Feb 25, 2021
#security #reversing #malware #linuxHere’s a new approach I’ve been trying out for evading advanced detection capabilities on Linux environments!
It’s now common knowledge that many Linux-based malware implants employ techniques to detect debuggers tracing their execution, from the classical PTRACE_TRACEME
technique to trying to catch a SIGTRAP
before the debugger does:
#include <stdio.h>
#include <sys/ptrace.h>
/* Called to check if we are a child to a parent tracer */
if (ptrace(PTRACE_TRACEME, 0, 1, NULL)) {
printf("Is that a debugger I see??\n");
DoSomethingElse();
}
...
/* `someHandler` callback sets side effect `isDebugged`, which we can check after. */
signal(SIGTRAP, someHandler);
raise(SIGTRAP);
if (isDebugged) {
printf("Is that a debugger I see??\n");
DoSomethingElse();
}
/* No one's looking at us, do bad stuff! */
printf("We're fine!\n");
DoMaliciousStuff();
It’s not news that these techniques can all be beaten manually by an analyst in a number of ways. For instance, the simple ptrace
antidebug can be broken by setting a breakpoint at the test rax, rax
instruction after the ptrace
syscall is made, and modifying the return value to continue without going to the branch where we’re caught:
gef➤ r
Starting program: /home/alan/Code/ebpf_evasion/a.out
Is that a debugger I see??
[Inferior 1 (process 3068) exited with code 0377]
gef➤ disass main
Dump of assembler code for function main:
0x00000000004017f5 <+0>: push rbp
0x00000000004017f6 <+1>: mov rbp,rsp
0x00000000004017f9 <+4>: sub rsp,0x10
0x00000000004017fd <+8>: mov DWORD PTR [rbp-0x4],edi
0x0000000000401800 <+11>: mov QWORD PTR [rbp-0x10],rsi
0x0000000000401804 <+15>: mov ecx,0x0
0x0000000000401809 <+20>: mov edx,0x1
0x000000000040180e <+25>: mov esi,0x0
0x0000000000401813 <+30>: mov edi,0x0
0x0000000000401818 <+35>: mov eax,0x0
0x000000000040181d <+40>: call 0x43fd60 <ptrace>
0x0000000000401822 <+45>: test rax,rax
0x0000000000401825 <+48>: je 0x40183a <main+69>
0x0000000000401827 <+50>: lea rdi,[rip+0x817d6] # 0x483004
0x000000000040182e <+57>: call 0x40a8d0 <puts>
0x0000000000401833 <+62>: mov eax,0xffffffff
0x0000000000401838 <+67>: jmp 0x40184b <main+86>
0x000000000040183a <+69>: lea rdi,[rip+0x817de] # 0x48301f
0x0000000000401841 <+76>: call 0x40a8d0 <puts>
0x0000000000401846 <+81>: mov eax,0x0
0x000000000040184b <+86>: leave
0x000000000040184c <+87>: ret
End of assembler dump.
gef➤ b *0x0000000000401822
Breakpoint 1 at 0x401822
gef➤ r
Starting program: /home/alan/Code/ebpf_evasion/a.out
Breakpoint 1, 0x0000000000401822 in main ()

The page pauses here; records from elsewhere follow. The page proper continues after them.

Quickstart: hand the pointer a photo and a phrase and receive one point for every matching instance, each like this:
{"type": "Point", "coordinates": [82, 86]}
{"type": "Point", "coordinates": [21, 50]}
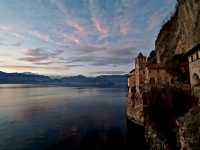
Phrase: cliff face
{"type": "Point", "coordinates": [181, 32]}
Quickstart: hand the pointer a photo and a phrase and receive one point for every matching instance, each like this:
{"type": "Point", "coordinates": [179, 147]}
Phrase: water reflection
{"type": "Point", "coordinates": [63, 118]}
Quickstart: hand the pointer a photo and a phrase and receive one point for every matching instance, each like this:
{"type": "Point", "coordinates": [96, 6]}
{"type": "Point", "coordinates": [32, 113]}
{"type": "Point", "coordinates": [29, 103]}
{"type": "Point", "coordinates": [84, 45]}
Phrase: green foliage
{"type": "Point", "coordinates": [163, 107]}
{"type": "Point", "coordinates": [192, 121]}
{"type": "Point", "coordinates": [178, 67]}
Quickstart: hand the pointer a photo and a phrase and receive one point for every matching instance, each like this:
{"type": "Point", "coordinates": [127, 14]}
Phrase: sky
{"type": "Point", "coordinates": [72, 37]}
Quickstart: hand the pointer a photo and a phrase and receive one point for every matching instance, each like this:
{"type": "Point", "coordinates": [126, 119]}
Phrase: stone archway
{"type": "Point", "coordinates": [195, 79]}
{"type": "Point", "coordinates": [152, 81]}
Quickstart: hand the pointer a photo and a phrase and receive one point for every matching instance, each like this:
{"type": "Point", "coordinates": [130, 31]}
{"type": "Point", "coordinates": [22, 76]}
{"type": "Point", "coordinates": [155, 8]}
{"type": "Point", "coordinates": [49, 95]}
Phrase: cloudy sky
{"type": "Point", "coordinates": [70, 37]}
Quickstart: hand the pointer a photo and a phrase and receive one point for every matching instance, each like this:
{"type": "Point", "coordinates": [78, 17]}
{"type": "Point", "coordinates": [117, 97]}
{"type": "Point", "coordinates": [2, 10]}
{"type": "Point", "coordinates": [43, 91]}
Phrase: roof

[ Legend: Modified register | Code | Heap | Stack | String ]
───────────────────────────────────────────────────────────────────────────────────────── registers ────
$rax : 0xffffffffffffffff
...
────────────────────────────────────────────────────────────────────────────────────────────────────────
gef➤ set $rax = 0
gef➤ c
Continuing.
We're fine!
[Inferior 1 (process 3072) exited normally]
But, rather than playing the cat-and-mouse game and employing these manual mitigations against such techniques, many security engineers are now building up completely new detection tools, specifically in the container security realm, involving the eBPF subsystem to dynamically trace threats rather than use traditional debugging facilities. Let’s explore this a bit more in detail and build up something of our own!
eBPF, or the Extended Berkeley Packet Filter, is a really cool mechanism introduced in the Linux kernel since 3.15 for both security and systems profiling. I won’t go into in-depth details on its use, (check out awesome work here and here), but it essentially exposes a new compilation target where C code written for it is converted to a specific bytecode format, and fed to the kernel subsystem to enforce some type of monitoring functionality across the entire OS, whether it’s for tracing, network filtering, etc.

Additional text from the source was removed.